Orwell and Boris try in vain to find work. Boris tries hard to hide his limp, but once a hiring manager detects it, they’re sent on their way. Their search is desperate and takes them to the railway yards, where they’re passed over for Frenchmen, and to the circus where they hope to apply for a job that involves cleaning up litter and letting a lion jump through their legs, but a line of fifty men waiting to try out discourages them.
The job in the circus is both dirty and demeaning. That so many men would line up for a chance to perform such humiliating tasks is an indication of the applicants’ desperation. There is no dignity in such a position and, it would seem, no end to poverty stripping men of their pride.
Then Orwell answers a letter he receives from an agency about giving English lessons to an Italian man, but when he inquires further, he finds that the man has left the country. Later, Orwell goes to Les Halles, Paris’s fresh food market, to try to become a porter. Sensing Orwell’s uselessness, a fat man in a bowler hat challenges him to lift an impossibly heavy crate, then sends him away. Orwell sees four men lifting the crate and realizes the man was trying to spare him the humiliation of finding out he wasn’t suited for the job.
The poor man must get used to insult being added to injury. Orwell walks away from the chance to clean up lion dung only to be deemed too weak to work as a porter. Still, he is mostly grateful to the fat man because Orwell himself knew he was not a good fit for the position and the man’s stunt has saved him face.
Boris receives a letter from Yvonne, one of his former mistresses, and hopes to find money inside. Instead, he finds excuses. Yvonne is struggling, too. Her sister has been ill. She can’t possibly lend him any money at this time. Boris takes to his bed in despair.
Again, Boris’s optimistic nature does not pay off for him or Orwell. And, like finding work, getting help from others often proves fruitless and embarrassing.
Orwell and Boris live in squalor together, pooling their money to buy food, bickering over coffee, and commiserating over their filthy state.
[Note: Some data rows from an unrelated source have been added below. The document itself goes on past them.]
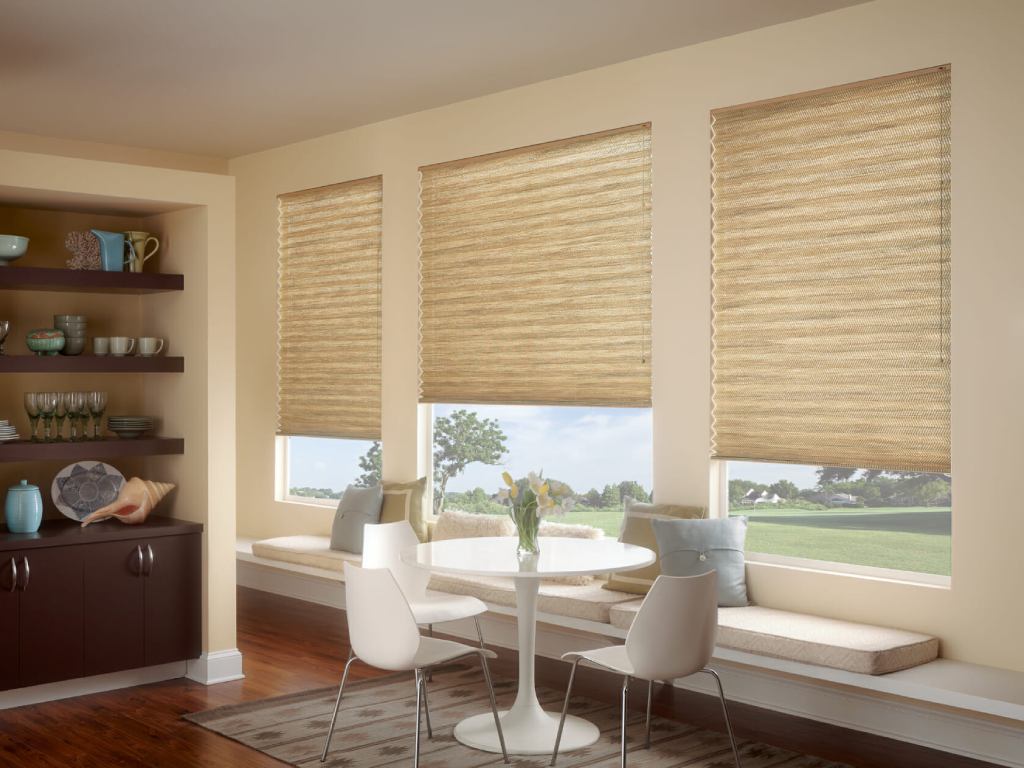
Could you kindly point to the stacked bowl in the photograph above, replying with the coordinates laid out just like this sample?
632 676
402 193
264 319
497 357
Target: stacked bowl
129 427
74 329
Boris suffers hunger and pain and indignities at the hands of his roommate. He tells Orwell a story to illustrate what Jews are like. In the story, a Jewish man offers his daughter to Boris, who was a soldier at the time, for 50 francs. Then Orwell and Boris play chess on a makeshift board fashioned from an old packing case and Boris explains to Orwell that the rules of chess are the same as the rules of love and war. Win at one and you can win at the others.
This is another instance where Orwell’s anti-Semitism shows through. Both Boris’s roommate and the man attempting to sell his daughter are Jewish. Orwell intimates that the roommate and the father are, at their core, greedy and conniving and that these qualities are inseparable from their Jewishness. Boris’s assertion about chess reveals the depth of his self-deception, for, at this moment, he is losing at both.